The Australian dollar jumped, then erased gains, after data showed inflation quickened. The currency dropped 0.3 per cent after rallying as much as 0.9 per cent. The trimmed mean gauge of consumer prices rose 0.5 per cent in the quarter ending June from the previous three months, the statistics bureau reported.

Australia's central bank, in its minutes of its July meeting, signaled it was keeping its policy options open. Policy makers, who left the benchmark cash rate unchanged at a record low of 1.75 per cent last month, make their next decision on borrowing costs on Aug. 2.

"The lift in the Australian dollar quickly faded because there is still a reasonable risk of a RBA rate cut next week," said Joseph Capurso, a senior currency strategist in Sydney at Commonwealth Bank of Australia. Commentary after the Fed meeting "is more important for the short-term Aussie outlook. The Fed risks being more optimistic than their June statement, and that could help push the Australian dollar lower into the week's end."

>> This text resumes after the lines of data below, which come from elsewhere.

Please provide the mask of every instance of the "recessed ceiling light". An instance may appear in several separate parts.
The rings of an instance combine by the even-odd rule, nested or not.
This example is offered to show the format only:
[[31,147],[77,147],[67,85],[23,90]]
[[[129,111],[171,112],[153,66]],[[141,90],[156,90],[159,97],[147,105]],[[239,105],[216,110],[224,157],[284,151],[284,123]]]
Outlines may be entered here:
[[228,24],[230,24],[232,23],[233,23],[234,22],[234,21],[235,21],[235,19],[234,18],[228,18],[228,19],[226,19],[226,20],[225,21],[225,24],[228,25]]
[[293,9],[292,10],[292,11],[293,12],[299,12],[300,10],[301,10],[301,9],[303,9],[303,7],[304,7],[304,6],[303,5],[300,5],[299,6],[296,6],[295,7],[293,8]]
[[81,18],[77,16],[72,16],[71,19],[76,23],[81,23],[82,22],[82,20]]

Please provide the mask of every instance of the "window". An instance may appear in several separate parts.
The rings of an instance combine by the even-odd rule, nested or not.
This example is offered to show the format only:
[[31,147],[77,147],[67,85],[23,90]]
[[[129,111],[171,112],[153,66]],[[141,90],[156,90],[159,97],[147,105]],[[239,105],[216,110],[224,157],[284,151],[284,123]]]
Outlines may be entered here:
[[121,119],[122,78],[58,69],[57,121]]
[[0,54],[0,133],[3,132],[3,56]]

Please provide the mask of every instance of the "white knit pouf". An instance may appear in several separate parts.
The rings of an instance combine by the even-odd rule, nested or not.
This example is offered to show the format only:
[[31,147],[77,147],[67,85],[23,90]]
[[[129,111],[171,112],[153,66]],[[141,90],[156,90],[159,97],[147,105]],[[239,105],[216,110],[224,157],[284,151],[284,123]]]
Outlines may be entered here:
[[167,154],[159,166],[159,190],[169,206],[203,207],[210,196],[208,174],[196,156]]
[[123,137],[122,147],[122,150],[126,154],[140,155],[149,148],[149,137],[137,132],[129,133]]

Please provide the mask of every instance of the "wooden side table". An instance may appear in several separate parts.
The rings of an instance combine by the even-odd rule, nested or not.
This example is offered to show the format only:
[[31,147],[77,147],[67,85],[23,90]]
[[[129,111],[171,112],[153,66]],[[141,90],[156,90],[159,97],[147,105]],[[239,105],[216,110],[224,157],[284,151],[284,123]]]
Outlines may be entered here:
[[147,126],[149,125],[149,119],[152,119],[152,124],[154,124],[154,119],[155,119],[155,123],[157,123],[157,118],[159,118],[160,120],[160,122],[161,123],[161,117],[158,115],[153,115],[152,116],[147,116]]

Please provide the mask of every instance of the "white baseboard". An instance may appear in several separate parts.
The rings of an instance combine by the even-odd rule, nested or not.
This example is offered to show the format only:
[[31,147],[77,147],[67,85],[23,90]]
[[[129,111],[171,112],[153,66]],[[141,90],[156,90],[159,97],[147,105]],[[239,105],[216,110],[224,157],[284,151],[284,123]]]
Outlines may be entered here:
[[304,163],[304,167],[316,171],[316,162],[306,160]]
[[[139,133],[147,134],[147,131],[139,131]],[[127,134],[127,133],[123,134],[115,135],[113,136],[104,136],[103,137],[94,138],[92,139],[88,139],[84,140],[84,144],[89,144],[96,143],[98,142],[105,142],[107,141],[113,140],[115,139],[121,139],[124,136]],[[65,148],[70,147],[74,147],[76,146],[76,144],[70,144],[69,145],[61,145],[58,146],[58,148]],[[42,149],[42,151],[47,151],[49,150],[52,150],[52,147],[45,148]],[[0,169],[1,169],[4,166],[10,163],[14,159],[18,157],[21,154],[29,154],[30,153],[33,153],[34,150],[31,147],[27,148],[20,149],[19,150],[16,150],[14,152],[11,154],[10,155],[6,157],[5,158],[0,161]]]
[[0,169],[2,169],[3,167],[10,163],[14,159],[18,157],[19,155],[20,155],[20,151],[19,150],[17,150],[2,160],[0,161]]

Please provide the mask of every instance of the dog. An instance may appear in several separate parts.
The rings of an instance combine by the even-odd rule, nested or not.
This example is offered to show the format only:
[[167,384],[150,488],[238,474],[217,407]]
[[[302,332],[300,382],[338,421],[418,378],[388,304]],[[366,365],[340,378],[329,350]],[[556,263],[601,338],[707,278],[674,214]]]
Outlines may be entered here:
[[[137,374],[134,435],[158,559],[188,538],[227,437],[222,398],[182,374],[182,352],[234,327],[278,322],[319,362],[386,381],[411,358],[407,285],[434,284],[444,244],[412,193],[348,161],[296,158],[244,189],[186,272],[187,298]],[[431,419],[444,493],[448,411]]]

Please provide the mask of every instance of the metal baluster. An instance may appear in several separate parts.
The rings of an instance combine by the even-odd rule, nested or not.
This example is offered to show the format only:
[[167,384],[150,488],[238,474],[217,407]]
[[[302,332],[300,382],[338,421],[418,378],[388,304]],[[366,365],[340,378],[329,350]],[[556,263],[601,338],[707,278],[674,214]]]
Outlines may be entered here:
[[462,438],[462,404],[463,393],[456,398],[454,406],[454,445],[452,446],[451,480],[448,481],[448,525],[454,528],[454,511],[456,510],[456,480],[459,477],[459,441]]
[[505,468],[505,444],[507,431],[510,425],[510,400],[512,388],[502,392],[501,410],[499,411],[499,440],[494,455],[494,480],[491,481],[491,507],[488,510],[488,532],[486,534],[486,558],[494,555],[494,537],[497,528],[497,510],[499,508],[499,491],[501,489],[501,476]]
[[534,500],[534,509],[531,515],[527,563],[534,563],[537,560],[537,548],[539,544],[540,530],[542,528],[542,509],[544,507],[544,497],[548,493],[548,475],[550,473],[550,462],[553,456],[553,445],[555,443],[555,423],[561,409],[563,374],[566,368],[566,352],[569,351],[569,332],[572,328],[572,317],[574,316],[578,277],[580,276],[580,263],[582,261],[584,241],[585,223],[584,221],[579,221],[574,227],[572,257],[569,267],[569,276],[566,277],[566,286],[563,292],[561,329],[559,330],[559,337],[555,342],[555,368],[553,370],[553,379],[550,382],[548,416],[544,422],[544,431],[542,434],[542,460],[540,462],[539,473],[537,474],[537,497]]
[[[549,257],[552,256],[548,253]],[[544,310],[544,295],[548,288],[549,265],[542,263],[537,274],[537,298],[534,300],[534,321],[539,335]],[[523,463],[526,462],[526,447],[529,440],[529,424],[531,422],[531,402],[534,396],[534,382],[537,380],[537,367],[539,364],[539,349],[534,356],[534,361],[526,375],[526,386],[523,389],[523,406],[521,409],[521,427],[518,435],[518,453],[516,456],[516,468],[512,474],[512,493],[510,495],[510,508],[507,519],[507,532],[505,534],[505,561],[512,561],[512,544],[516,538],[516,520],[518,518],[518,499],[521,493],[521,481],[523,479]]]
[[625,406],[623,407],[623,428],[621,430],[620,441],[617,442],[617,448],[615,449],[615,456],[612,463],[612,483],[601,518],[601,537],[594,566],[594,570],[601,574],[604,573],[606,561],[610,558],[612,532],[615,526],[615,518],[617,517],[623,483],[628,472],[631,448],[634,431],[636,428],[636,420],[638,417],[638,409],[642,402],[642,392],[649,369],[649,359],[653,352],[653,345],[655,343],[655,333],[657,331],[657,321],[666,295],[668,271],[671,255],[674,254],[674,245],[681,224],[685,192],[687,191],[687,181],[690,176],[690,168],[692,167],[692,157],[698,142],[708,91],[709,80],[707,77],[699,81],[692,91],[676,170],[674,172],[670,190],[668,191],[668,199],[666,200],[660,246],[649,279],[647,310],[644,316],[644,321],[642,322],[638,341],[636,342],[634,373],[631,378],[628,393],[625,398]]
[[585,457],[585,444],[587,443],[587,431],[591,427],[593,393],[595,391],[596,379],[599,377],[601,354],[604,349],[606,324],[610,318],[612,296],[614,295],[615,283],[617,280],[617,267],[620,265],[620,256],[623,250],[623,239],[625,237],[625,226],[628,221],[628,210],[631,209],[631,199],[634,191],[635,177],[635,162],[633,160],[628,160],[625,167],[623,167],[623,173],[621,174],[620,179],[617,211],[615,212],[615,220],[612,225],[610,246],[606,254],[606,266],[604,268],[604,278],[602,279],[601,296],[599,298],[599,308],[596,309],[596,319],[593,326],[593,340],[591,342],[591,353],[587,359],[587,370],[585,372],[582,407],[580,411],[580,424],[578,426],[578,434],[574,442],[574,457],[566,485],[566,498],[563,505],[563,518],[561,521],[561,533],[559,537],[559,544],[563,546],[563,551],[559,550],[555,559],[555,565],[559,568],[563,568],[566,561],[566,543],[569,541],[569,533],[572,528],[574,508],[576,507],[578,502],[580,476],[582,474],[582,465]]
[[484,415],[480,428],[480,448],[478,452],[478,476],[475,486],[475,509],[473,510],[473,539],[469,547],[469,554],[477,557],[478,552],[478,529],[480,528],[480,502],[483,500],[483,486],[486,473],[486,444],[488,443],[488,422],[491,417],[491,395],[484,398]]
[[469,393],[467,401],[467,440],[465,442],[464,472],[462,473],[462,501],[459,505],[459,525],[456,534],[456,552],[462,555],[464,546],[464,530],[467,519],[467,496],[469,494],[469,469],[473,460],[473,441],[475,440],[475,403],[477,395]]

New Zealand's currency fell 0.2 per cent. The Bloomberg Dollar Spot Index, a gauge of the greenback against 10 major peers, added 0.1 per cent following Tuesday's 0.3 per cent drop.

West Texas Intermediate crude slipped 0.3 per cent, extending losses at its lowest price since April 25 as industry data indicated supplies at the main Cushing oil hub in the US rose to a seasonal record.

"The general driver behind the negativity seems to be the excess crude and gasoline stockpiles," Angus Nicholson, a markets analyst at IG Ltd in Melbourne, said by phone.

"The market is very much in a down trend and it doesn't look like it's going to reverse at the moment. There is some key technical support around US$40 a barrel."

Gold for immediate delivery, regarded as a haven along with the yen and government bonds, declined 0.2 per cent to US$1,325.80, falling for the third time in four days.